Abstract:In this paper we propose a technique for obtaining coarse pose estimation of humans in an image that does not require any manual supervision. While a general unsupervised technique would fail to estimate human pose, we suggest that sufficient information about coarse pose can be obtained by observing human motion in multiple frames. Specifically, we consider obtaining surrogate supervision through videos as a means for obtaining motion based grouping cues. We supplement the method using a basic object detector that detects persons. With just these components we obtain a rough estimate of the human pose. With these samples for training, we train a fully convolutional neural network (FCNN)[20] to obtain accurate dense blob based pose estimation.

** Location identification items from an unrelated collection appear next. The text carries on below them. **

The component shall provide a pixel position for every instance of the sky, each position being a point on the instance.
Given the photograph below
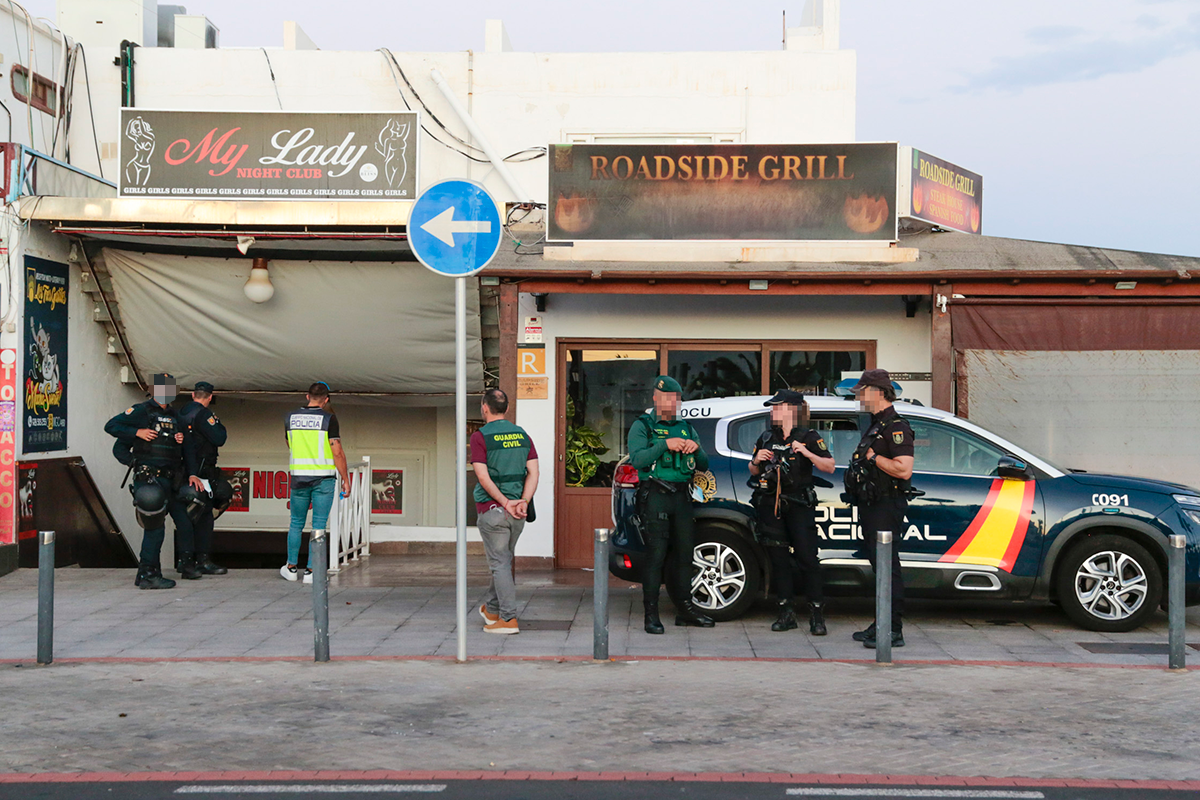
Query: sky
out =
(1081, 115)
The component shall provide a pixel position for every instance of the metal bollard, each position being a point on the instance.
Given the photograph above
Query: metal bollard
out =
(600, 597)
(883, 597)
(45, 596)
(318, 557)
(1175, 578)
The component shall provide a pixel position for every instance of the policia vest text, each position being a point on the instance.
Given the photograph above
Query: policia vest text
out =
(309, 441)
(508, 450)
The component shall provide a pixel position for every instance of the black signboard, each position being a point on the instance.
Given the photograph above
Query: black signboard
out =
(724, 191)
(269, 155)
(46, 355)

We show that the results obtained are close to the ground-truth and to the results obtained using a fully supervised convolutional pose estimation method [31] as evaluated on a challenging dataset [15]. This is further validated by evaluating the obtained poses using a pose based action recognition method [5]. In this setting we outperform the results as obtained using the baseline method that uses a fully supervised pose estimation algorithm and is competitive with a new baseline created using convolutional pose estimation with full supervision.